Walking from Mexico to Canada is a phenomenal feat, especially when you consider it's currently being done, in a virtual reality manner, by a group of Southeast Seattle senior citizens. Residents of the Brighton Apartment complex have been chipping away at their collective mileage goal during their weekly walks around a quarter-mile path encircling the building near the corner of South Holly Street and Rainier Avenue South.
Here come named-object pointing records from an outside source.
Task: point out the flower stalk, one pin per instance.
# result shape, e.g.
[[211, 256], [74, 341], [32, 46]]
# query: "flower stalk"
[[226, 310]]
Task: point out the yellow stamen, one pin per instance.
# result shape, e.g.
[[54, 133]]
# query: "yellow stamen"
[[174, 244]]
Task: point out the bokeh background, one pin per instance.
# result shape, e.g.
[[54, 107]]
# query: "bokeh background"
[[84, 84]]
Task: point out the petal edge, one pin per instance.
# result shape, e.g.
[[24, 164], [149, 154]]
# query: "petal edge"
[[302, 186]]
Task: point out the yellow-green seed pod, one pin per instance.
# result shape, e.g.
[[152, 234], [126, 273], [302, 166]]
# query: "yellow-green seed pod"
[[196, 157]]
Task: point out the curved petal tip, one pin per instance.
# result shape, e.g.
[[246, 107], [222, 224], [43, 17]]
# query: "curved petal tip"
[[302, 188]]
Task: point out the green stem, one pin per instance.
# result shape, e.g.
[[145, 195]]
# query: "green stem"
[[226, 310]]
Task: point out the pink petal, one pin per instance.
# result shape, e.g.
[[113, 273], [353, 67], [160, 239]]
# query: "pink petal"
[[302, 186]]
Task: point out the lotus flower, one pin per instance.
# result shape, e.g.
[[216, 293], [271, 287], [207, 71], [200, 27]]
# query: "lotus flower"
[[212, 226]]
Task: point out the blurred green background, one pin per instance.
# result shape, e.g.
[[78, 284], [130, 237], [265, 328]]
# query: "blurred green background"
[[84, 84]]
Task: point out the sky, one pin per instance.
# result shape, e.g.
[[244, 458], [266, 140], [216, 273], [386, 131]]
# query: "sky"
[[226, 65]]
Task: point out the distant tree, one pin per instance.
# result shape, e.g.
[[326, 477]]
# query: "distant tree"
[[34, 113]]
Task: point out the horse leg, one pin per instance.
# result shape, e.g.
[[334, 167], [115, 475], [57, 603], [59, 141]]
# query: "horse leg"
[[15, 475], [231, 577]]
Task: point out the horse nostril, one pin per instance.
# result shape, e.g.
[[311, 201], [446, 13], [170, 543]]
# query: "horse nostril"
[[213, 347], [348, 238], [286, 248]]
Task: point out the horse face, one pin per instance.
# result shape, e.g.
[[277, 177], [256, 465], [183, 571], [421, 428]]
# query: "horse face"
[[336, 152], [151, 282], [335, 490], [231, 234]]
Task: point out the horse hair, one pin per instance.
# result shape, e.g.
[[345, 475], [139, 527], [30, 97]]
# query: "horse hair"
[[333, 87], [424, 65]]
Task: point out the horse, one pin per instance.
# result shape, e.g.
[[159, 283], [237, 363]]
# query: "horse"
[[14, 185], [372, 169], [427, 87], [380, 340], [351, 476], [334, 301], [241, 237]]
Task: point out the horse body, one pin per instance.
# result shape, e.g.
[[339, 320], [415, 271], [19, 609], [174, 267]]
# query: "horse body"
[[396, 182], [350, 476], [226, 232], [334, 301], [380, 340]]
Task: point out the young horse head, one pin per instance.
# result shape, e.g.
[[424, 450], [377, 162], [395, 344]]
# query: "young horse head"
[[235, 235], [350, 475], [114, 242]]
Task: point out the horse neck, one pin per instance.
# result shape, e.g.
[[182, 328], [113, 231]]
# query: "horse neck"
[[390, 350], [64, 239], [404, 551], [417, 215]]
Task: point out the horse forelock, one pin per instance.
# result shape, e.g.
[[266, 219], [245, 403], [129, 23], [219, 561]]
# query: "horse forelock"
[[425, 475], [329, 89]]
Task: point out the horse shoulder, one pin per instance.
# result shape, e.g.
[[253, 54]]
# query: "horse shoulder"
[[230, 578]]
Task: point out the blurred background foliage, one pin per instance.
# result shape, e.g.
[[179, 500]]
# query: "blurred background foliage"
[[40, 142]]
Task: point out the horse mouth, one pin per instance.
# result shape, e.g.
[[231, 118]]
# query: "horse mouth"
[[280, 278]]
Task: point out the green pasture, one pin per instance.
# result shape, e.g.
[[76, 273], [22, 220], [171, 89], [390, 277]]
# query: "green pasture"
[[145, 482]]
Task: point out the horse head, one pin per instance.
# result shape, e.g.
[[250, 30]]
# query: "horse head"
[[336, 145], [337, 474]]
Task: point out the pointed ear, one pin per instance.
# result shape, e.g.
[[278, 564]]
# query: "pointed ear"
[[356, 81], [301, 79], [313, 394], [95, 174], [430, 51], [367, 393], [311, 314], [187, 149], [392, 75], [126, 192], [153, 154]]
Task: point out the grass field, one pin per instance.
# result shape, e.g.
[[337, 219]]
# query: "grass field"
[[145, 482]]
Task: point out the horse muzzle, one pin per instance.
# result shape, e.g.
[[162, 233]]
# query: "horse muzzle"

"The idea is to develop more fitness in Southeast Seattle in the Seniors. Said Ruth Egger who works at Brighton for the University of Washington's Health Promotion Research Center (HPRC). "The main purpose is that if people exercise they live longer, they have less frequent visits to the doctor, so exercise is the answer to maintaining a healthy lifestyle."

Not long ago the apartments were run-down and crime-afflicted, but in 1999 the place was purchased due to the financial and community organizing efforts of the Seattle Senior Foundation. The senior citizen community currently houses around 200 residents, according to Egger, who noted that it's not just seniors who have settled at Brighton.

Living requirements call for at least one resident to be over 55-years-old. This has resulted in a multi-generational family mix in many of the building's units.

The Brighton walking group meets every Monday morning, weather permitting, with the six-10 participants averaging about 100 miles a month. They measure their mileage by the minute, averaging one mile every half-an-hour, or by using a pedometer.

"The biggest challenge is to get people motivated to exercise," Egger said.

With Brighton well established, Egger is working to expand the HPRC program's scope to include community clinics where doctors work with seniors and recommend them to area walking groups. To make such an effort successful in the long run, Egger has also begun focusing on getting churches, synagogues, mosques, and Buddhist temples to sponsor senior walking groups throughout the South End. She also hopes area businesses will join the healthy senior lifestyle effort by sponsoring a walking group.

For the past two-and-a-half years Dorothea Jewell, age 72, has called Brighton home. She takes inspiration from her neighbors and fellow walkers. Jewell also draws inspiration from the walking path, which features a large welcoming sign near the garden portion and a yellow line tracing its route around the building.

"It's a good way to get to know people who live here," asserted Jewell. "[The path] reminds me to do what I know I should be doing. It's just very handy to have this area right outside the front door."

Jewell and her husband, along with the eight other walkers actively participating in the Canada to Mexico route, have branched off into strolling around Seward Park.

"It's a fun kind of a gimmick to urge us to keep track and turn our mileage in," said Jewell.

With the advent of rainy weather, Egger hopes such enthusiasm will continue. She is currently working on ways to transfer the activity indoors for the winter, when needed.

In the meantime, the group is watching the map and looking forward to reaching some of their reward goals, such as manicures for all participating once they make it to San Francisco.

"I think that it's magnificent because you build up at your own pace," said 65-year-old Brighton resident and walking group participant Eula Clark. "You don't have to walk until you drop. It's really fun, and I'm really glad I'm doing it because it has enhanced my health. I feel better, I can wake up in the morning and I feel good. So I just get up and get on it and do the things I need to do."